- Developer: Game Republic
- Publisher: Namco Bandai Games
- Series: Dragon Ball
- Platform: Nintendo DS
- Release: JP: February 3, 2011;
- Genre: Fighting
- Modes: Single-player, multiplayer

= Dragon Ball Kai: Ultimate Butōden =

2011 video game

 is a fighting video game for the Nintendo DS based on the Dragon Ball franchise. It was released only in Japan on February 3, 2011.

It is the fifth installment in the Butōden sub-series; the first to be released since 1995's Dragon Ball Z: Shin Butōden; and the first to be based on the Dragon Ball Kai anime series, itself a revised cut of the 1989 Dragon Ball Z anime that the previous installments were based on.
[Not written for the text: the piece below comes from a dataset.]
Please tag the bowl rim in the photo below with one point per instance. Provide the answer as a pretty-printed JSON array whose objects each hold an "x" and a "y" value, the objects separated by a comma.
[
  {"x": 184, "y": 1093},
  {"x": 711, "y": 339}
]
The game would be followed by Dragon Ball Z: Extreme Butōden in 2015.

==Gameplay==
Ultimate Butōden differentiates itself from other games in the Butōden sub-series in featuring special moves that can be performed via either button input combinations or touching the Nintendo DS's touch screen. Its story mode covers events from the beginning of the Saiyan arc to the end of the Majin Buu arc alongside "What-if" scenarios, despite the latter arc not being yet adapted to the Kai series at the time of its release until was eventually adapted in April 2014 and finished its run in June 2015 with Dragon Ball Z Kai: The Final Chapters.

== Development ==
News of the game first broke when it was announced that distributor Namco Bandai had applied for patents in Japan for two titles, Ultimate Butouden and Zenkai Battle Royale. The full announcement was featured in the following issue of Weekly Shōnen Jump, stating that the game would be released for the Nintendo DS in Japan on February 3 of the following year. Official screenshots suggested that the game would have 3D graphics, and a story mode that would cover events up until the Cell Saga. In the December issue of V Jump featured more screenshots of the gameplay and touch screen menu, showing that players can execute signature attacks by tapping the stylus.

==Reception==
The game sold 31,108 copies within its first week of release in Japan.
In the second week it managed to sell 10,341 copies.